Mais de la même manière que le passé du monde ressurgit tandis qu’on progresse dans l’aventure, 
le jeu semble comme rattrapé par les conventions narratives et mécaniques de sa série : finalement 
il y a une princesse Zelda et Ganondorf comme   méchant, il y a une épée sacrée obtenue en milieu 
de jeu, il y a les objets d’Ocarina of Time, et surtout il y a des donjons qui permettent de 
récupérer un lot de reliques essentielles à la   progression du scénario. C’est seulement durant sa 
dernière partie que Wind Waker échappe finalement à cette reproduction avec la quête de la Triforce 
qui ne ressemble à rien de ce que la série avait   proposé jusque là, qui abandonne les donjons et 
se repose plutôt sur l’intérêt de la Grande Mer propre à cet épisode, tout en se mariant très 
bien avec les bases de gameplay action-aventure   de Zelda.
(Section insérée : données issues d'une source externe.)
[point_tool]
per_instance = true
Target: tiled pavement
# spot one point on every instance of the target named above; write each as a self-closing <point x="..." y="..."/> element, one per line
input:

C’est pour cette raison que même si son 
exécution est un peu douteuse et que ça a sans doute diminué son impact chez beaucoup de joueurs, 
elle me semble essentielle dans ce que Wind Waker   cherche à accomplir narrativement. Au terme de 
tout ça, la séquence finale propose explicitement de faire table rase de tous les symboles de la 
série Zelda : Hyrule, la Triforce, Ganon, l’épée   sacrée : engloutis pour de bon sous les eaux 
; l’identité de princesse de Zelda, abandonnée dans la foulée tandis qu’elle reprend celle de 
Tetra dès l’instant où elle rejoint la surface,   et même la tenue verte de Link : absente à partir 
de là pour la première fois de la série, dans le New Game + qui nous permet de conserver ses 
habits de début de jeu pendant toute l’aventure.   Le souhait que formule le Roi d’Hyrule à la 
Triforce, celui de détruire l’ancien monde pour éclairer l’avenir de la nouvelle génération, 
peut être lu sans trop de contorsions comme   le souhait de l’équipe de développement de se 
détacher définitivement du spectre d’Ocarina of Time pour s’autoriser à construire autre chose.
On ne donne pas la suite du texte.